Excitement is growing for immunotherapy – therapies that harness the power of a patient’s immune system to combat their disease.
One approach to immunotherapy involves engineering the patient’s own immune cells to recognize and attack their tumors, known as adoptive cell transfer (ACT).
Early clinical trials have shown that these engineered immune cells have generated some remarkable responses in patients with advanced cancer. (ii Nature Medicine 2015)
While standard therapies for many common cancers remain toxic and are often ineffective, cellular immunotherapy has the potential to be a highly targeted alternative, with low toxicity to normal tissues but a high capacity to eradicate tumor.
But Jan Kimpen cautions that the treatment is in its infancy and is likely, at first, to benefit a limited number of patients
“There is no way you can deliver this to all patients. You will have to find a way – genomics will help – to select those patients that it could possibly benefit,” he says. “As a new modality of treatment, it will only find its place in oncology if you can squeeze the group to a lower number of patients; otherwise it will be too costly.”
He believes immunotherapy has a strong future in healthcare. It is being viewed as a potential alternative to chemotherapy and radiotherapy – with fewer side effects – but more research is needed, and the medical world needs to devise methods of early and accurate tumor diagnoses so that the immunotherapy can be targeted effectively.
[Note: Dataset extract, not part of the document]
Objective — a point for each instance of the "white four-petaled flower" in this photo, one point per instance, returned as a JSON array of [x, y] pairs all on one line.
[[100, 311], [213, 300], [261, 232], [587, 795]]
Cancer remains a global scourge. It is a chronic disease needing long-term management with a huge cost burden. All the advances in science, technology and medicine must be coordinated to ensure they have the best chances of success.
Patients need personalized treatments and healthcare systems need to be restructured from the doctor’s surgery, through hospitals and clinics, to the home where monitoring devices and detection machines will play a bigger role in health.
But on this World Cancer Day, it is fitting to envisage the next generation of cancer progress where people can engage easily with their own health and take up the potential offered by connected devices to monitor conditions and focus on healthy living and disease prevention.
“We are addressing the growing need for a new approach to cancer care,” says Jan Kimpen. “We strive to deliver better, more personalized care to patients while reducing healthcare costs.”